Among his top priorities are new scoreboards for both schools.
“Though they do have an intrinsic value, scoreboards are revenue generators,” See said.
Ines Segert, one of two board members voting against the deal, said she didn’t dislike the concept but wanted to see details of the agreement before giving her blessing. In particular, Segert wanted to see the formula for distributing the revenue to the various sports programs.
Whitesides said the plan they’ve come up with for distributing advertising revenue throughout the athletic departments breaks down this way: For every dollar received from advertisers, the first 50 cents will be distributed equally, cent by cent, to all 39 high school sports entities at Rock Bridge and Hickman. Higher-revenue sports, such as football, on down to low-revenue sports, such as cross-county running, will each get an equitable share. The second 50 cents will be prorated according to the percentage allotted to each sport in the district budget.

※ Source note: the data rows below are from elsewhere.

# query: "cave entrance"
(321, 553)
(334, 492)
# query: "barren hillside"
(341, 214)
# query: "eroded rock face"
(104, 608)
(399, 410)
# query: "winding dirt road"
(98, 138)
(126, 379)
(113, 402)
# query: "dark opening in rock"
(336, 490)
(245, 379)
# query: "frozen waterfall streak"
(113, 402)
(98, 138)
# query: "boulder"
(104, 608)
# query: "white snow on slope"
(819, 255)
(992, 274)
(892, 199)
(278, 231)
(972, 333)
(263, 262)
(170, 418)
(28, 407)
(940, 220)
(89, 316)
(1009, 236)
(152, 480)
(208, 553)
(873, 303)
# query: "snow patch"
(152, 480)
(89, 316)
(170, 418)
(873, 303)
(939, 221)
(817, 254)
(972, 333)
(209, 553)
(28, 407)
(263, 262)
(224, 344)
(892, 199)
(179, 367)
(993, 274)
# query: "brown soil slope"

Renee John, a club representative for the Rock Bridge boys swimming and diving team, has mixed feelings about the deal. On one hand, she’s skeptical of the booster clubs assuming a smaller role in fundraising.
“I guess I like to stay in control of things rather than depend on someone else, an outside person or company,” she said. “If individuals are eliminated somewhat from going out and raising funds, I worry about becoming less involved.”
However, she added, “from a business standpoint, you have so many people knocking on the doors of these businesses for donations. It sounds like this deal could eliminate some of the door-knocking and legwork, so I could see the benefits.”
John thinks the proposed division of ad revenue funds throughout district sports programs could benefit smaller athletic programs.
“It might be able to help all the other teams, especially the little guys, and give other kids an opportunity to play others sports,” she said.
Whitesides anticipates the agreement between KSP and the district, with a single umbrella entity, will help revenue trickle down into all sports.
“Everybody gets a piece of the pie,” Whitesides said. “I’m excited about this program because it touches all the sports and all schools. I think it’s an easy acceptance that the community can get behind because it will benefit every sport, at every level.”